The next day, Monday, I conducted a telephone rehearsal with the actors playing Jamie (YavarMoghimi) and his mother Cathy (Barbara Keezell).  The scene they share is actually played ‘on the phone’, so the cellphone conference call format was eerily “in vivo”.  Still sensitive from the day before, we spent most of the time facilitating a shared discussion about the scene.  Their one reading of the actual scene brought us all to tears.  Poignantly, we each had to ‘admit’ this to one another, as the opaqueness of the telephone allowed us the option of keeping this emotional fact to ourselves, if we chose.

So much transpires in so many different and interesting ways through this experience of preparing a play for performance.  My respect, admiration and gratitude for the talent and sensitivity of the playwright, Amy Herzog, the actors and our consultant grow week to week.

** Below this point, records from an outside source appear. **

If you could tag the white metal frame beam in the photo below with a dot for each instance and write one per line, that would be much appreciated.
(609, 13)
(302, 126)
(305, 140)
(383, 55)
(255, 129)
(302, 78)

Next week we have our final dress rehearsal before heading off to Boston.

Epilogue

On Monday afternoon I conducted an individual therapy session with a successful lawyer and businessman with whom I’ve been working for a few months.  Late in the session, he paused, and then abruptly revealed that on a shopping trip to a local mall with his ten-year-old son over the weekend, they had both witnessed a mother kick her small child in anger. Hard. She was with her husband and two other children.  “Did you see that Dad?” asked the son. “Just keep walking”, the father protectively replied, upset by what he saw, but not wanting to get involved.  When the two got home, the son told his older sister and mother what happened, clearly upset.  The father overheard their conversation, but said nothing.  In our ‘unpacking’ of the experience, the father told me, “I didn’t want to confront the woman. And I looked at her husband. That could escalate into a mess.  But frankly I really wanted to do something.  The woman assaulted her child, and nobody did anything”. 

We explored other options, most notably calling security or the police, and remaining available as a witness.  I was surprised that this option was both a relief and “a novel idea” to the father.  Upon reflection I understand that his fight-flight response had overtaken him, leaving only a risky confrontation with a stranger or a “just keeping walking” escape. When I suggested he could also revisit the situation with his son, he was again relieved and surprised. It hadn’t occurred to him.  I told him he could share with his son what they might have done differently. He could invite his son to talk about his thoughts and feelings about the incident, and then just listen.  “Maybe I should wait until he brings it up”, suggested his father.  “That’s a very thoughtful idea, and often a good strategy”, I replied. “But in this case you already know from his conversation with his sister that the incident is on his mind. Your “keep on walking” might have sent him a message you don’t want to talk about it. You did feel a need to talk about it today. He might too”.  “Good point”, he acknowledged.